Companies would lose 41 cents, on average, in every $1 they earn if they had to pay the full environmental costs of production, claims new research for KPMG.

The accountancy firm also reveals that the environmental costs on business are doubling every 14 years.

The figures are contained in a report from KPMG called Expect the unexpected. It predicts that the pressure on businesses to pay the full cost of their environmental impacts will increase over the next two decades as governments address the effects of 10 so-called “sustainability megaforces” (see below).

These are the significant environmental and social changes – such as climate change, water scarcity, population growth and ecosystem decline – that will provide both risks and opportunities.

KPMG warns that the removal of subsidies on input commodities, such as fossil fuels and water, and demands on companies to pay for the costs of environmentally damaging outputs, will inevitably increase the cost of actually doing business.

Research for the report by Trucost reveals that such costs are already rising significantly. The data analysts looked at the operations of 800 companies in 11 sectors between 2002 and 2010 and found that external environmental costs rose by 50%, from $566 billion (£356 billion) to $854 billion (£538 billion).

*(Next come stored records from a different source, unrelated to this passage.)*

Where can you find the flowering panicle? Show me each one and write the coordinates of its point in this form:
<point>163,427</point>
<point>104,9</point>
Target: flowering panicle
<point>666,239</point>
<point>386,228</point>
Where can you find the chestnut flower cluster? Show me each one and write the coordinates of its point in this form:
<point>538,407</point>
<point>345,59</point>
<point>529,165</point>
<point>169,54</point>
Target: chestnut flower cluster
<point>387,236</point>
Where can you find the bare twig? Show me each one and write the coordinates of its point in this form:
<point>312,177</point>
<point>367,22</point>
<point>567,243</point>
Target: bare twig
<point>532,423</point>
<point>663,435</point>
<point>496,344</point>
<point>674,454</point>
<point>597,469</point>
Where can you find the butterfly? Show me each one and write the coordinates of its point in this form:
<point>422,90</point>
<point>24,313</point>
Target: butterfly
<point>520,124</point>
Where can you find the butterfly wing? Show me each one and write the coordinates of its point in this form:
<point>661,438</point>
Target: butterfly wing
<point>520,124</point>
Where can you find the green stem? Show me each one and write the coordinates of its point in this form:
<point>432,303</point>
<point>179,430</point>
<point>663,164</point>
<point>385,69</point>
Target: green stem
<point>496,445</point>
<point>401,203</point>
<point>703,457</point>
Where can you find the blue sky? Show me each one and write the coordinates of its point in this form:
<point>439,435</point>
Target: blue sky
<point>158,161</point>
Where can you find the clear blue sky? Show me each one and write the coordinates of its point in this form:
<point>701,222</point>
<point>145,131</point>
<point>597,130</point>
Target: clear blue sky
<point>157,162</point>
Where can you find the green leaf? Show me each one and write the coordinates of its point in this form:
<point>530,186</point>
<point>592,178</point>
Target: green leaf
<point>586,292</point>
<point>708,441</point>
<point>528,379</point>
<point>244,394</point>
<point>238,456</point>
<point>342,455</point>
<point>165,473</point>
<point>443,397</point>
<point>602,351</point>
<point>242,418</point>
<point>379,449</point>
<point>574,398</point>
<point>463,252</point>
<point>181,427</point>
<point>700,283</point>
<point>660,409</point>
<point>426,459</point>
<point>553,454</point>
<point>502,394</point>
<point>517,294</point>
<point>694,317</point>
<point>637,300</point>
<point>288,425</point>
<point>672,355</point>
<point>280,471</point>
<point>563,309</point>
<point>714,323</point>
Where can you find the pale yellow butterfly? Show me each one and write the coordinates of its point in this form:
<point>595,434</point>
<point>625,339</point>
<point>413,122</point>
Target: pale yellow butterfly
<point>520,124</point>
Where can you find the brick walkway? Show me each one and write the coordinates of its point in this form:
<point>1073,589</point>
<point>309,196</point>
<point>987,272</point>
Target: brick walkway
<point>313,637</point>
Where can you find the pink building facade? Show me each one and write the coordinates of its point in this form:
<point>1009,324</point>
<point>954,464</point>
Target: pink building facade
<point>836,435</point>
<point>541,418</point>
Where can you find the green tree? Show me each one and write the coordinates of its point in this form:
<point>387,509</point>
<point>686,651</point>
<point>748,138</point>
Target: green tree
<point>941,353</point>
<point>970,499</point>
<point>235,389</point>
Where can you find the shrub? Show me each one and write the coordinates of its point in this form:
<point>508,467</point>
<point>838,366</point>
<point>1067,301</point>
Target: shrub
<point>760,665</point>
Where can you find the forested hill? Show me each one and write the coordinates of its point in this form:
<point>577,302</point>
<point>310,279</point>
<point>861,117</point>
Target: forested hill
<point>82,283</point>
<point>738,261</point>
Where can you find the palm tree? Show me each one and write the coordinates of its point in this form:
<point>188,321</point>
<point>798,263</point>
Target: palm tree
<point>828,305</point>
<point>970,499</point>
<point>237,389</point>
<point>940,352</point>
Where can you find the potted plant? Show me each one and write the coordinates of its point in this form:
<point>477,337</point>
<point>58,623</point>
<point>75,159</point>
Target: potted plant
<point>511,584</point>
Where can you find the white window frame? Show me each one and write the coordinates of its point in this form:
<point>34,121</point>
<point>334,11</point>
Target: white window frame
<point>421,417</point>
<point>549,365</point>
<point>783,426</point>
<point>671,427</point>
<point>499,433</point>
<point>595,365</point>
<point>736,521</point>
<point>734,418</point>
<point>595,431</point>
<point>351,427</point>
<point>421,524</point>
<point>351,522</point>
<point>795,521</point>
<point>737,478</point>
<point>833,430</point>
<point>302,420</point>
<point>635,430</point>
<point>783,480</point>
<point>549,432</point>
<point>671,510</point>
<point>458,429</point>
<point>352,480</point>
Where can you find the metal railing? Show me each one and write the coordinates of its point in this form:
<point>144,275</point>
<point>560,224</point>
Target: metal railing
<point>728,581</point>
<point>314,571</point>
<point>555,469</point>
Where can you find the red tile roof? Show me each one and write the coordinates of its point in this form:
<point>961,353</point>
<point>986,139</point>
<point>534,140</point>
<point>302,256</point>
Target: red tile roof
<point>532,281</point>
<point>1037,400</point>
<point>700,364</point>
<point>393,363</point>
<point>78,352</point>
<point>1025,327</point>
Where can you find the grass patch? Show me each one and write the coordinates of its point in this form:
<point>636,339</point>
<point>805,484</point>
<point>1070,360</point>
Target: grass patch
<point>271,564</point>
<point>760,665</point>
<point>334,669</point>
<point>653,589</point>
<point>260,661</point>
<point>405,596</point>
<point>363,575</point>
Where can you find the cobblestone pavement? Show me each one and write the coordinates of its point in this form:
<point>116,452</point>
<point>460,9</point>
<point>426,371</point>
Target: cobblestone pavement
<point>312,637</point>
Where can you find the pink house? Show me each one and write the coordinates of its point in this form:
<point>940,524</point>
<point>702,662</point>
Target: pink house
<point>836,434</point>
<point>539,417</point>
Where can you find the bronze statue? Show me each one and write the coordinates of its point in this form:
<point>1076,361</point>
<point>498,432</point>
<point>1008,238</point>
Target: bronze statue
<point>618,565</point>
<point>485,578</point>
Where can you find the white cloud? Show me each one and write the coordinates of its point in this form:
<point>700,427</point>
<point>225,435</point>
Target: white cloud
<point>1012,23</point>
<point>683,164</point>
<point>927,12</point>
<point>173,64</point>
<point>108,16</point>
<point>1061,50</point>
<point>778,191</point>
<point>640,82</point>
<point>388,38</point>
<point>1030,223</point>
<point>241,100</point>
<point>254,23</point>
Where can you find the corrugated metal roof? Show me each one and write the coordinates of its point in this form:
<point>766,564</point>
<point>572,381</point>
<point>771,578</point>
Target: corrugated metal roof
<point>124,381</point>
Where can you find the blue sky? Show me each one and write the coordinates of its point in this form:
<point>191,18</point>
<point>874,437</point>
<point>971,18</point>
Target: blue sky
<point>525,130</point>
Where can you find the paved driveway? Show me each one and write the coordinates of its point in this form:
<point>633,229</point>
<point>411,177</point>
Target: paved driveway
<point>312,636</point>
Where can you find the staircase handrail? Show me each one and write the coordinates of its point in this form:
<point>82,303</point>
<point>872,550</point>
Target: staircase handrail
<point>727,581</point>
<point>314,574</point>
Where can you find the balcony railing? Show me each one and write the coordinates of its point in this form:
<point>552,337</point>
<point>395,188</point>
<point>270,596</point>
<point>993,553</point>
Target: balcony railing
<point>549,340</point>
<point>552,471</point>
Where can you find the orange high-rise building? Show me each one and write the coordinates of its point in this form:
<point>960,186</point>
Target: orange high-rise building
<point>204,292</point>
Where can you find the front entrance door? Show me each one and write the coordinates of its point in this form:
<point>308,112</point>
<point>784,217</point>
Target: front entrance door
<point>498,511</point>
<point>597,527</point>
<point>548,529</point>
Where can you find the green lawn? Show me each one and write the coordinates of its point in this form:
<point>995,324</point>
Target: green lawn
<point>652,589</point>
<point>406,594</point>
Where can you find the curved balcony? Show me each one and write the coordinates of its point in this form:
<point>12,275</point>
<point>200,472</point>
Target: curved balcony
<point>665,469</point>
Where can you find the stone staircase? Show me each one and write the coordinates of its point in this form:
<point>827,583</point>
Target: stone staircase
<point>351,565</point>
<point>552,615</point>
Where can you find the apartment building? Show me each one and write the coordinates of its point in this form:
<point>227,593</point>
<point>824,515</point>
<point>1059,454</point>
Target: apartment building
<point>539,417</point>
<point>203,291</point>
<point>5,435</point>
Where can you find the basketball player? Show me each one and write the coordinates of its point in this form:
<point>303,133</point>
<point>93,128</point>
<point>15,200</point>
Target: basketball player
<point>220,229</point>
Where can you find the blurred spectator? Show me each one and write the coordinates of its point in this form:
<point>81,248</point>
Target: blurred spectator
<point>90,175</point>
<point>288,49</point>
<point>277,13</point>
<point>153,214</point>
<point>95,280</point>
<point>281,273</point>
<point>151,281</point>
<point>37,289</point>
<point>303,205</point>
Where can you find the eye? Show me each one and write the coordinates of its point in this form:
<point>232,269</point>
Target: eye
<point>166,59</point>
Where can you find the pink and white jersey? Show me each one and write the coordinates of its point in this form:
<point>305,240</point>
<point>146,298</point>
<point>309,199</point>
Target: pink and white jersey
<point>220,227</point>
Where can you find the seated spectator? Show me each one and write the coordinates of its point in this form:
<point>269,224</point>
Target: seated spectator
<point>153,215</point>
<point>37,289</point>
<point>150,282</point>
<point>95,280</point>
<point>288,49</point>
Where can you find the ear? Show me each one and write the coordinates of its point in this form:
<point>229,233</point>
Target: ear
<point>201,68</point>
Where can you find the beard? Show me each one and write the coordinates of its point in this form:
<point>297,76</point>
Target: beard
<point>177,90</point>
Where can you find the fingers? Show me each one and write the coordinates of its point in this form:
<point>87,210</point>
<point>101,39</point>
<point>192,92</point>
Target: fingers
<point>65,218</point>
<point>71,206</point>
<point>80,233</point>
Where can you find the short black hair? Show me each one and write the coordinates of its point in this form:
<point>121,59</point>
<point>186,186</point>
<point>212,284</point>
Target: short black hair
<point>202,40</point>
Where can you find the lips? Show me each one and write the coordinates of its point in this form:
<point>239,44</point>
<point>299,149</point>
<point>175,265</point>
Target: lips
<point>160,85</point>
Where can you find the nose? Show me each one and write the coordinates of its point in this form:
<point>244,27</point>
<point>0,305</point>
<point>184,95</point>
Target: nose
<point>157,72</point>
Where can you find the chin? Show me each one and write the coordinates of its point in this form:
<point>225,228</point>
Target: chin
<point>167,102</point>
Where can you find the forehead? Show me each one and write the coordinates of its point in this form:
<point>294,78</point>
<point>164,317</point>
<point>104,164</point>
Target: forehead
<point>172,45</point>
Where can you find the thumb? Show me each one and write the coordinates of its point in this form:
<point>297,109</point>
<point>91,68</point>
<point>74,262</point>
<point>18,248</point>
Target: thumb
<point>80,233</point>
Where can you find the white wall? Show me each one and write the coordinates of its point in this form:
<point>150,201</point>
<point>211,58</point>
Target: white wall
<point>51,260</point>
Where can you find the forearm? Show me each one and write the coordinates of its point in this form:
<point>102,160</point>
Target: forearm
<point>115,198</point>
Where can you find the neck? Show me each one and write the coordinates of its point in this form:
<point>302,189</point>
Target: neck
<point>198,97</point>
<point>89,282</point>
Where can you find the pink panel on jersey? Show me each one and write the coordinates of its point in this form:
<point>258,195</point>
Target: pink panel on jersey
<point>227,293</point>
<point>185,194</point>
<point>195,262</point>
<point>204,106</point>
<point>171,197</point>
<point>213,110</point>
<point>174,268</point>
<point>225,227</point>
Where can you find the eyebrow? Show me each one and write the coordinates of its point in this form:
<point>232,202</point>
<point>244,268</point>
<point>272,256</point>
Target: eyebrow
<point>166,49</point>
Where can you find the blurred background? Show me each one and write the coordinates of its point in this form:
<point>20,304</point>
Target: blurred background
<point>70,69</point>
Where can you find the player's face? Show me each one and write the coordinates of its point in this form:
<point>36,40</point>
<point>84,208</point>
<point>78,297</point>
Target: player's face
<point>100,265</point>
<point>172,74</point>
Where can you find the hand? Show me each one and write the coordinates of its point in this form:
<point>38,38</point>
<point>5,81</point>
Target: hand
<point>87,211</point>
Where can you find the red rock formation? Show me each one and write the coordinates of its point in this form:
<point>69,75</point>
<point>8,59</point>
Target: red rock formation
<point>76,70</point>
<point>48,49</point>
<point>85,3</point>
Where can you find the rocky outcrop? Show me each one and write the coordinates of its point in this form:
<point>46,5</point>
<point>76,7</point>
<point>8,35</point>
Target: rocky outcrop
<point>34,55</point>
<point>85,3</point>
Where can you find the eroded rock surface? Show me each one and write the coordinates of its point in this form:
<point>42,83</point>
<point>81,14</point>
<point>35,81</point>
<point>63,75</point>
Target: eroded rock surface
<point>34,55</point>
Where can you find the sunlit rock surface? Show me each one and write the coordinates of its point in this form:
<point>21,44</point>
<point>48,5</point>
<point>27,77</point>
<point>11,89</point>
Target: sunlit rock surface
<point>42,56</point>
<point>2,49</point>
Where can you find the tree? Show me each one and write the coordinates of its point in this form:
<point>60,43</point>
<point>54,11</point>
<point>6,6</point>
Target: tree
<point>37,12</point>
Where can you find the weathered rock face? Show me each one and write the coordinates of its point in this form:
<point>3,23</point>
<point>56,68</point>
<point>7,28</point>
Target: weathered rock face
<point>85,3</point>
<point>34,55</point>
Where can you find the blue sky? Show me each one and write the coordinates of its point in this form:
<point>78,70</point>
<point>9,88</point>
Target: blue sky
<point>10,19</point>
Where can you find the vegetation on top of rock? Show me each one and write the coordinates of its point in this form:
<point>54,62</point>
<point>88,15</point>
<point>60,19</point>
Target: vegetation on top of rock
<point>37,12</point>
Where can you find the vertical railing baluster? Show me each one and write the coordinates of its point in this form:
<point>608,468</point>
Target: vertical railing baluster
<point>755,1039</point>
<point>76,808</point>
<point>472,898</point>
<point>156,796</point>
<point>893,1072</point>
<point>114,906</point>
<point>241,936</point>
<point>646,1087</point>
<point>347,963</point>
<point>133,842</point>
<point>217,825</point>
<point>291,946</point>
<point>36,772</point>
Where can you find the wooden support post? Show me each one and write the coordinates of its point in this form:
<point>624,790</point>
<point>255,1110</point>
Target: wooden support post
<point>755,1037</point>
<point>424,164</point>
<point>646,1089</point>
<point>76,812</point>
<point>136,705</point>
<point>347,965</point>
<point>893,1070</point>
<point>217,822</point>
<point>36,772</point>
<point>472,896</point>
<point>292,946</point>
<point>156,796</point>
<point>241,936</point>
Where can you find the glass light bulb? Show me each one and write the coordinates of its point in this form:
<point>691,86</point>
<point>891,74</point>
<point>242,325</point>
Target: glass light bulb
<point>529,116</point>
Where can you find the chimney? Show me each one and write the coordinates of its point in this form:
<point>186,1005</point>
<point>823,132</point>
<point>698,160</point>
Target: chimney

According to KPMG, profits will fall unless companies do more to reduce the environmental intensity of their businesses. It says that food producers and the beverage industry are most at risk.

The report advises business leaders to put long-term objectives ahead of short-term performance and adopt stretching targets if their organisations are to remain viable.


KPMG’s 10 global sustainability megaforces

  • Climate change – directly impacts all other megaforces.
  • Energy and fuel – fossil-fuel markets will become more volatile.
  • Resource scarcity – demand for resources will rise dramatically.
  • Water scarcity – global demand for water will exceed supply by 40%.
  • Population growth – 8.4 billion people by 2032.
  • Wealth – the global middle class will have grown 172% by 2030.
  • Urbanisation – by 2030, most people will live in urban areas.
  • Food security – pressure on global food production system will rise.
  • Ecosystem decline – making natural resources scarcer, more expensive and less diverse.
  • Deforestation – forest areas will decline globally by 13% by 2030.